If you do your own maintenance on mowers and vehicles, I bet you have the skills to start learning how to maintain these simple machines. Of course, not everybody wants too and that’s cool too. It’s just there’s a real sense of accomplishment and independence that comes from being able to do certain tasks on your own (not to mention huge $$ savings). For me, I have to get over the fear that I’m going to destroy something because I’ve not done it before. Not saying that hasn’t happened but it’s yet to happen to the extent I couldn’t fix it with new parts. Even when that goes wrong, the added cost of the new part is usually still less than paying someone to fix it for me. My unrequested advice would be to get a good service manual, read up on the repair ie carb ID and restrictor plate, and then talk it thru with the guys on this forum. They’ll help you thru the repair process and you’ll have a win under your belt. Next time, you’ll feel a little more confident and it just keeps getting easier. At least that’s been my experience. Certainly, there may be times when paying someone to fix it is the smart move (like in the middle of fishing season when you want it done fast or specialized tools are required). Enjoy that little motor - it’s a good one once you get used to it and any bugs worked out.


----------



## senkosam (Nov 9, 2022)

Thanks IH !
My problem mostly is _reassembling_ the parts I just took apart. It happened with a Daiwa reel that had an anit-reverse problem. It took me forever to get it back together not to mention the tiny parts requiring tweezers to hold them. 

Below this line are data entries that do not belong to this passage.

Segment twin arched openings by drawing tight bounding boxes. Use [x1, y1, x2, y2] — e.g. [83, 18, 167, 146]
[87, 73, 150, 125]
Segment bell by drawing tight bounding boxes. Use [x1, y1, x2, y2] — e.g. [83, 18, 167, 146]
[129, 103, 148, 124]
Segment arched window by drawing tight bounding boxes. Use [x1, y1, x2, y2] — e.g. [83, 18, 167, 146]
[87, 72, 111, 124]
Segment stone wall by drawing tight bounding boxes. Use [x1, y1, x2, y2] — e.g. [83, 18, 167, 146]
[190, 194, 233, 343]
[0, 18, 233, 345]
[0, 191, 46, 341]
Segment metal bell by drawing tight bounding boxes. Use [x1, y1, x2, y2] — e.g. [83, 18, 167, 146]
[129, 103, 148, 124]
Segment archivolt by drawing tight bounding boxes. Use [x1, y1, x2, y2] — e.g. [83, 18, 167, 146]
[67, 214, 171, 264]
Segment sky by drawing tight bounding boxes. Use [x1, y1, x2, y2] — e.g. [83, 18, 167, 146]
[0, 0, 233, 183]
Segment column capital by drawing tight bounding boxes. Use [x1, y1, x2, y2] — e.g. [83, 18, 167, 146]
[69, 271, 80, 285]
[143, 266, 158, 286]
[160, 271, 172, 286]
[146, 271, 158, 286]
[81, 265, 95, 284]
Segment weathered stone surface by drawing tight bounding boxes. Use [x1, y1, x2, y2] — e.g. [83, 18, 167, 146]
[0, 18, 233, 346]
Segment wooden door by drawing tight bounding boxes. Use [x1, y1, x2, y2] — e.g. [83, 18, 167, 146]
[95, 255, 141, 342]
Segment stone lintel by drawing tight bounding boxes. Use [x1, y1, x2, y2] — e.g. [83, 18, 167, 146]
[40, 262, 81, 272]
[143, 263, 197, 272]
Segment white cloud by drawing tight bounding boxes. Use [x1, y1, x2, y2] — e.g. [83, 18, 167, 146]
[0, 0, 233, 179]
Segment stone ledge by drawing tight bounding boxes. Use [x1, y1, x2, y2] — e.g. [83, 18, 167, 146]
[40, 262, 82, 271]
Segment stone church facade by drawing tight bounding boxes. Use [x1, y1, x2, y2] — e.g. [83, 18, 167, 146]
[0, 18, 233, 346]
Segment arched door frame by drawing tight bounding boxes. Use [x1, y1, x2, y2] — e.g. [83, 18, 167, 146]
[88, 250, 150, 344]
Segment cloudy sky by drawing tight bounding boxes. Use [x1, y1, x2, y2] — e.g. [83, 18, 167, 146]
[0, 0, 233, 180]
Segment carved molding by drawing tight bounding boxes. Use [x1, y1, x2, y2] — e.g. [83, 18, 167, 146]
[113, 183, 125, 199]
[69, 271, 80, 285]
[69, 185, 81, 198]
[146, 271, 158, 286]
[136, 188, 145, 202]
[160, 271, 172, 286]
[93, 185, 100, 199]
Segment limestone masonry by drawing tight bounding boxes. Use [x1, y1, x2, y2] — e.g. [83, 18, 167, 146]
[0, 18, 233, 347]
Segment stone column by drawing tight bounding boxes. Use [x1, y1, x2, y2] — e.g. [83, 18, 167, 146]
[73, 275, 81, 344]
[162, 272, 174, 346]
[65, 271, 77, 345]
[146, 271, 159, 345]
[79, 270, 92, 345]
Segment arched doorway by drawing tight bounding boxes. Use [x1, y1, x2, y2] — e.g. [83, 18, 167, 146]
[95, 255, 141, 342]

_Calibration _is also what I'm worried about when it comes to motors. Maybe what you suggest doesn't require too much of it, but the idea of the frustration of it not being done right discourages the attempt.

5hp might be a bit too powerful for a 12' jon boat don't you think?


----------



## Stand Up (Nov 9, 2022)

Ironhorse2022 said:


> If you do your own maintenance on mowers and vehicles, I bet you have the skills to start learning how to maintain these simple machines. Of course, not everybody wants too and that’s cool too. It’s just there’s a real sense of accomplishment and independence that comes from being able to do certain tasks on your own (not to mention huge $$ savings). For me, I have to get over the fear that I’m going to destroy something because I’ve not done it before. Not saying that hasn’t happened but it’s yet to happen to the extent I couldn’t fix it with new parts. Even when that goes wrong, the added cost of the new part is usually still less than paying someone to fix it for me. My unrequested advice would be to get a good service manual, read up on the repair ie carb ID and restrictor plate, and then talk it thru with the guys on this forum. They’ll help you thru the repair process and you’ll have a win under your belt. Next time, you’ll feel a little more confident and it just keeps getting easier. At least that’s been my experience. Certainly, there may be times when paying someone to fix it is the smart move (like in the middle of fishing season when you want it done fast or specialized tools are required). Enjoy that little motor - it’s a good one once you get used to it and any bugs worked out.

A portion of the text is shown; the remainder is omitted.